I don't know how common that really is. For things allocated with significant frequency, I think they should be fairly cache hot at free time (because if they are allocated frequently, they shouldn't have long lifespans).
The exception are caches, that are reclaimed when memory gets low or a watermark is reached (eg. inode cache, dentry cache, etc). However, with these things, they still need to be found in order to be reclaimed, usually via an LRU list, so the object gets hot when it's found and taken off the list.
OK, you could move the refcount and the lru list into another area... but the other problem with that is that in cache objects you expect to have multiple lookups over the lifetime of the object. And if your lookups have to increment a disjoint refcount object, then you increase your cacheline footprint per lookup by effectively an entire line per object.
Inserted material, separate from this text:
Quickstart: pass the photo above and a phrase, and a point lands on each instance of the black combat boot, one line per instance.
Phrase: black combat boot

So you trade slower lookups for faster reclaim, which could easily be a bad tradeoff if the cache is effective (which the dcache is, 99% of the time).
Posted Dec 18, 2008 21:37 UTC (Thu) by ncm (subscriber, #165)
[Link]
This is the danger of armchair coding; you're probably right.
An optimized refcount scheme may take only a few bits per object, for most objects, so I was thinking one cache line might hold refcounts for a hundred objects. Also, a dirty cache line is way more expensive than a clean one (because it must be written back, and isn't a candidate for replacement until that's done) so I meant to concentrate the refcount churn, and segregate it from the (commonly) mostly-unchanging objects. This helps most where you have some semblance of locality. Unfortunately things like inode caches don't.
As always, there's no substitute for measuring, but you have to build it first.